スポンサーリンク

才能の美しさ残酷さ儚さを表現する物語 ダンス・ダンス・ダンスール

未分類

才能ある若者の物語を読みたくなることがある。年齢を重ね自分が世界にとって特別でないとわかってしまっても、承認欲求の残滓が身体の片隅に残っていて、時折呼吸をするように疼くからだと思う。ベタだけど、作中登場観客たちが、こいつスゲーって感嘆する物語を欲しくなってしまう。ダンス・ダンス・ダンスールは、そんな欲求を満たしてくれる物語だ。

主人公の潤平は、作中のセリフで表すとこんな人だ。

潤平くんは経験こそないけど、努力でとうにもならないものを、全部持っているんだね、…才能って、本当に残酷だ

才能って、本当に残酷だ。。。い、言われてみたい。

ダンスダンスダンスールはバレエに魅せられた潤平とそれを囲む若者たちの成長物語だ。登場人物たちのバレエへの魅せられ方引き込まれ方が凄い。残念ながら自分はYouTubeで一流プロのバレエを見てもなんら衝撃を受けなかったが、この物語に一旦引き込まれてしまうと、物凄い何か、作中でいう「バレエの真実」が、そこにあるかのように感じてしまう。これこそ漫画にのみ許された物語表現方法の結晶だと思う。

星が、爆ぜる。これは音の命なのか?すべて俺を通りすぎてくれ。同じものをみんなに魅せるから!

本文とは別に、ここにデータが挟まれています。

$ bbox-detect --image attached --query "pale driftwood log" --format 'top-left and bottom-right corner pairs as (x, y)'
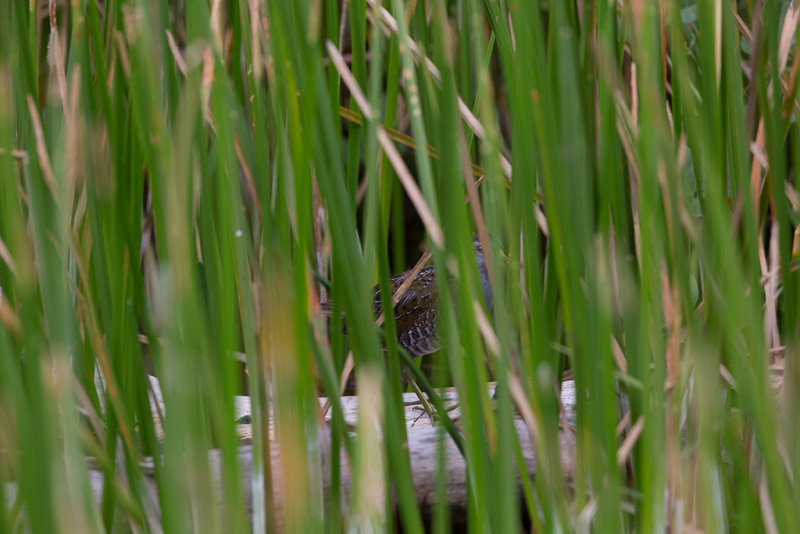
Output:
(153, 379), (576, 529)
(77, 422), (574, 532)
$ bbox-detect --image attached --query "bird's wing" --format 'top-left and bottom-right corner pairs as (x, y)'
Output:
(391, 268), (437, 322)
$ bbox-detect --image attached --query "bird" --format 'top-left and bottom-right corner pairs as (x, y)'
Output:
(321, 237), (493, 356)
(320, 235), (494, 420)
(370, 237), (493, 359)
(321, 236), (496, 419)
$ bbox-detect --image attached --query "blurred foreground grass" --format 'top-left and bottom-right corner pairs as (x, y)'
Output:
(1, 0), (800, 532)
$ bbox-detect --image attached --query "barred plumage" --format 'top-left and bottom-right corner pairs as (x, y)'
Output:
(323, 238), (493, 358)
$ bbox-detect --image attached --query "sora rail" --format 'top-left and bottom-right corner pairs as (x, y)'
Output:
(373, 238), (493, 358)
(323, 237), (494, 358)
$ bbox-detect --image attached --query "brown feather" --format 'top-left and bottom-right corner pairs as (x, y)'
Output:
(321, 238), (492, 358)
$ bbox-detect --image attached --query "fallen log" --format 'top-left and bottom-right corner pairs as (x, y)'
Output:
(6, 380), (577, 531)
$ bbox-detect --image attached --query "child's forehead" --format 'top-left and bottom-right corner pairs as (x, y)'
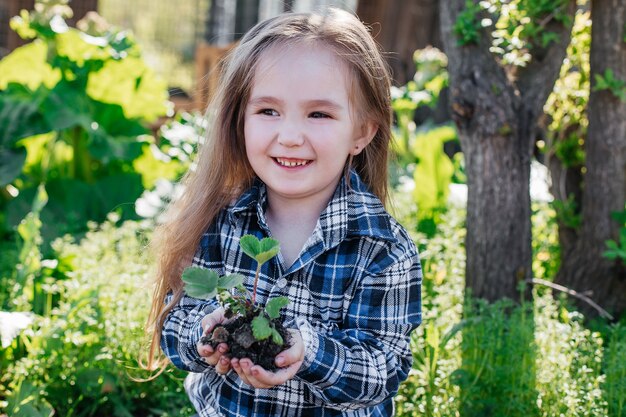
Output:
(250, 42), (354, 93)
(255, 41), (347, 72)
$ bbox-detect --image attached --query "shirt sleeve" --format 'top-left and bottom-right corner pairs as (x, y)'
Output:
(161, 292), (221, 372)
(294, 249), (422, 410)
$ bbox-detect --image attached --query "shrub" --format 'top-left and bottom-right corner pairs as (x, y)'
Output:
(1, 216), (193, 416)
(0, 0), (169, 246)
(394, 203), (620, 417)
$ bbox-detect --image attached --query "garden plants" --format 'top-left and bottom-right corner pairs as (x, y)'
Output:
(0, 0), (169, 245)
(182, 235), (290, 370)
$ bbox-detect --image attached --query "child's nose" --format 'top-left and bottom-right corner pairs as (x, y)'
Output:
(276, 120), (305, 147)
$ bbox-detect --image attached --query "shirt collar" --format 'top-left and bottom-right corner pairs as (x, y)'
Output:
(227, 170), (396, 247)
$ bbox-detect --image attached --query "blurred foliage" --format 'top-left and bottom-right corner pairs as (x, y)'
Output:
(393, 204), (622, 417)
(454, 0), (572, 67)
(531, 202), (561, 280)
(593, 69), (626, 102)
(603, 209), (626, 262)
(0, 0), (170, 247)
(390, 47), (463, 237)
(455, 296), (540, 417)
(0, 214), (194, 416)
(134, 111), (204, 222)
(543, 6), (590, 169)
(98, 0), (210, 93)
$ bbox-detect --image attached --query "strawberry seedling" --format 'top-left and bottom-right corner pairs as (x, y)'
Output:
(182, 235), (290, 370)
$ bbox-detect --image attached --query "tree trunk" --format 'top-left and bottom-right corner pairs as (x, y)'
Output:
(440, 0), (576, 302)
(357, 0), (442, 85)
(556, 0), (626, 317)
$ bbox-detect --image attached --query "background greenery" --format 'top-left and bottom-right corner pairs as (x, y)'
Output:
(1, 1), (624, 417)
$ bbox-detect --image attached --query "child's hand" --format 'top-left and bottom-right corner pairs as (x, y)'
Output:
(231, 328), (304, 388)
(197, 307), (231, 375)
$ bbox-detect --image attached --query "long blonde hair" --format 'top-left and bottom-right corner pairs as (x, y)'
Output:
(145, 7), (393, 370)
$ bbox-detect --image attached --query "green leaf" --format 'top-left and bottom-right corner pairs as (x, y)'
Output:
(270, 328), (284, 345)
(256, 237), (280, 264)
(251, 315), (272, 341)
(6, 179), (96, 246)
(0, 147), (27, 186)
(87, 129), (146, 164)
(40, 80), (93, 132)
(91, 173), (144, 221)
(87, 56), (168, 121)
(240, 235), (280, 265)
(265, 296), (289, 319)
(240, 234), (261, 259)
(0, 42), (60, 91)
(411, 125), (456, 217)
(0, 83), (50, 146)
(217, 273), (245, 291)
(181, 267), (219, 299)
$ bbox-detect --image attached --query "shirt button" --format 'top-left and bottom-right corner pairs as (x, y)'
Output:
(276, 278), (288, 289)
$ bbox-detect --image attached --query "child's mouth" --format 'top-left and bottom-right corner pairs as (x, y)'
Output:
(274, 157), (311, 167)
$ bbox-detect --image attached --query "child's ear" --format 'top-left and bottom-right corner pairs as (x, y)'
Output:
(351, 121), (378, 155)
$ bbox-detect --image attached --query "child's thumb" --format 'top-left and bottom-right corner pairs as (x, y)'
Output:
(201, 307), (226, 334)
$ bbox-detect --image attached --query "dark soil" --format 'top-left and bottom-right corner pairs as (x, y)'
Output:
(201, 310), (291, 371)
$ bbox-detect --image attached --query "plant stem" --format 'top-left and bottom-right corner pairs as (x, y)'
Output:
(252, 264), (261, 305)
(72, 127), (93, 183)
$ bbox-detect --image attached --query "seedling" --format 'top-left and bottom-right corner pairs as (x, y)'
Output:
(181, 235), (290, 370)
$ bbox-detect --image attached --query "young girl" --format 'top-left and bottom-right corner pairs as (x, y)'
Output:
(147, 8), (422, 417)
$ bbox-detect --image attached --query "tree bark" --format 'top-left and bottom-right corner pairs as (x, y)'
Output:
(440, 0), (576, 302)
(556, 0), (626, 317)
(357, 0), (442, 85)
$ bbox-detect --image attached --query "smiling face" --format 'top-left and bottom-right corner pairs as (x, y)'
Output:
(244, 42), (376, 209)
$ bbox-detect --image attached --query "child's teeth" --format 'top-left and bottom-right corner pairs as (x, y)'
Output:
(278, 158), (307, 167)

もう一人の主人公の流鶯も、潤平の星が爆ぜる何かに、コンプレックスに感じてしまう。彼は自分自身を作られた人形、空っぽだっと感じているからだ。

もしかしてお前の方が、バレエの真実に近いんじゃないかって感じる瞬間がーー

「ざまあみろって思うんだ。全部吐き出せたとき」という流鶯に対して、全肯定してあげる千鶴さんが好きだ。

思いもよらない方向に行くかもしれない。それでも、自分の心に従うのよ。

祈る。彼の叫びがとどろくことを。

潤平のコーチは「ここにいる意味」を問われこう答える。

全身全霊で魂を燃やしきるためだ。生きる、豊かさを愛をもって伝えるためだ。

これはまさしくこの物語を創作する作者自身の叫びだだと感じてしまう。

この物語の行く末を見守りたい、それまでは死ねない、と思わせてくれる数少ない珠玉の物語だ。